Why do those two ways to set a variable to all 1s lead to different results?

Question

I recently discovered a discrepancy between two ways to set a variable to all 1s in C. Here is a small code sample to illustrate the odd behaviour on my 64 bit Linux system.

// compile with `gcc -o weird_shift_behaviour weird_shift_behaviour.c`

#include <stdio.h>

int main(void){
    long long foo = 0;
    long long bar = 0;
    int i;
    puts("<foo> will be set to all 1s by repeatedly shifting 1 to the left and OR-ing the result with <foo>.");
    puts("<bar> will be set to all 1s by repeatedly OR-ing it with 1 and shifting <bar> to the left one step.");
    for(i=0;i<8*(int)sizeof(long long)-1;++i){
        foo |= (1<<i);
        bar = bar<<1 | 1;
        printf("<i>: %02d <foo>: %016llx <bar>: %016llx \n",i,foo,bar);
    }
    return 0;
}

I do know that this is not the canonical way to set an integer type to all 1s in C, but I did try it nonetheless.

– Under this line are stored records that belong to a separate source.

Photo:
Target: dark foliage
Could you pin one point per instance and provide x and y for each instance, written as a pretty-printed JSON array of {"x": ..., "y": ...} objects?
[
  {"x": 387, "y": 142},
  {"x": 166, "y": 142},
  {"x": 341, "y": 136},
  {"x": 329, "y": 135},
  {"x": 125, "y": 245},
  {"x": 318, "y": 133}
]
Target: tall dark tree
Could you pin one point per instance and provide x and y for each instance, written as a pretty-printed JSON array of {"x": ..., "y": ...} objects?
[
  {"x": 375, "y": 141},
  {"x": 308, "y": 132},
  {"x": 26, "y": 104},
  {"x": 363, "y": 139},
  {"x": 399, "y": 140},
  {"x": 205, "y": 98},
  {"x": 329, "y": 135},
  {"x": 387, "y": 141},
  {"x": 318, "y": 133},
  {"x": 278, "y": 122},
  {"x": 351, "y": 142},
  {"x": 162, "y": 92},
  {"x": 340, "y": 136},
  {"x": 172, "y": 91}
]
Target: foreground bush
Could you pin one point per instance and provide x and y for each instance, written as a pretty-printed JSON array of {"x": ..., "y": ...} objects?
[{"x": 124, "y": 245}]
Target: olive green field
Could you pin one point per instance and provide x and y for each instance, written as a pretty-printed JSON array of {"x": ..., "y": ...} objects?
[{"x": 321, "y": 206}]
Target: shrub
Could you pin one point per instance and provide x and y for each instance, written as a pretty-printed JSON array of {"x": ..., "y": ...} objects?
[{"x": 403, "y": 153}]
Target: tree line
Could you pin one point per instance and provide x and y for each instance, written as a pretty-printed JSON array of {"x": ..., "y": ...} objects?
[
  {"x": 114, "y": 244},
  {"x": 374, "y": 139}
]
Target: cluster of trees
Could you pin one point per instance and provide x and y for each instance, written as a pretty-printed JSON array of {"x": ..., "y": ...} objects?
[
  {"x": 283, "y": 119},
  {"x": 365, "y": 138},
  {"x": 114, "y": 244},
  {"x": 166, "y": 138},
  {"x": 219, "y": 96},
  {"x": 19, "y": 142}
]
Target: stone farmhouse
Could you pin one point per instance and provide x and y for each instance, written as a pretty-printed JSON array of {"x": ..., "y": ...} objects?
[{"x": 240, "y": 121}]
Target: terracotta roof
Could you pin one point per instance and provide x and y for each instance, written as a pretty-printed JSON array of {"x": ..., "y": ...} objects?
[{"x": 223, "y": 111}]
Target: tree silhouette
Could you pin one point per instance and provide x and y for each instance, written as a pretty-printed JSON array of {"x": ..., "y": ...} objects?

Here is the interesting part of the output the sample program generates:

<i>: 29 <foo>: 000000003fffffff <bar>: 000000003fffffff 
<i>: 30 <foo>: 000000007fffffff <bar>: 000000007fffffff 
<i>: 31 <foo>: ffffffffffffffff <bar>: 00000000ffffffff 
<i>: 32 <foo>: ffffffffffffffff <bar>: 00000001ffffffff 

Why does this odd behaviour occur? I could not think of any reasonable explanation so far.

Answer 1

1<<i

1 is of type int and 1 << 31 is undefined behavior when int is 32-bit wide.

From the C Standard:

(C99, 6.5.7p4) "The result of E1 << E2 is E1 left-shifted E2 bit positions; vacated bits are filled with zeros. [...] If E1 has a signed type and nonnegative value, and E1 x 2 ^ E2 is representable in the result type, then that is the resulting value; otherwise, the behavior is undefined."

To fix your issue, change 1<<i with 1ULL << i.